When the time for their first trip to Russia arrived, excitement was high. They were told that the kids were waiting for them in the Recreation room which was down a couple of corridors. They were warned not to get too excited or to expect too much, because the kids were nervous and would probably be very shy.

So they started down the corridor, trying to keep their enthusiasm in check, when all of a sudden the kids came around the far corner, and they all saw each other for the first time. Because of the albums, the kids recognized them right away, their little faces immediately transformed to bright, glowing smiles, as they ran down the hall calling "Mama, Papa", and right into the arms of their new family.

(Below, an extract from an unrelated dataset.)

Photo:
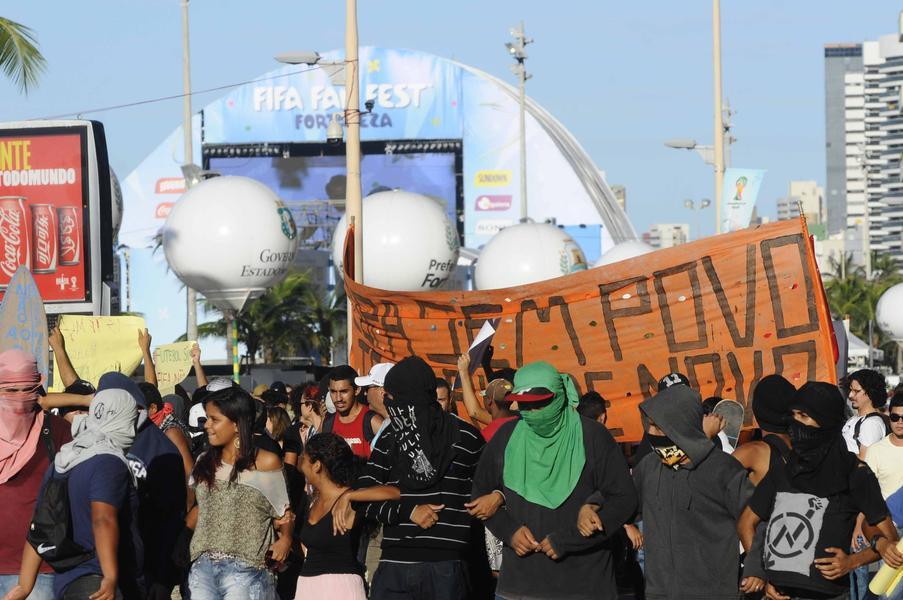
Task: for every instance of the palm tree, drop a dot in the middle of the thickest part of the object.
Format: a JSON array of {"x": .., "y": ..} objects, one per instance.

It was another grueling 6 months until they could get a court date to go back for the final adoption in Moscow. I was lucky enough to be able to be there when they came home, and so was my mom. Quite a day!
When we took them to a super market for the first time, the kids were overwhelmed and speechless. But it wasn't the junk food, or aisles of canned goods that stunned them. It was all the fresh fruits and vegetables. They couldn't believe they weren't dreaming.

What a humbling experience it was to realize how much we simply take for granted, and what a joyous experience it was to know that my adorable new grandkids never would.
About six months later we went out to visit the kids for their first Christmas in America. When the kids had arrived in this country, they were malnourished and small for their ages. After only six months, they had filled out and grew between 2 and 3 inches. In just six months! They now had good food, nice clothes, a beautiful home, great medical care, and toys that they never knew existed; yet when I asked them what they liked best about being in America, they all said at once, and without hesitation, "Family". That's when I knew that this was one of the ways I wanted to give back.
What better way to change the world than one young soul (or 3) at a time. Whether it be by helping children to be adopted, helping children's medical centers, or supporting research for life-threatening children's illnesses, I'd found my path.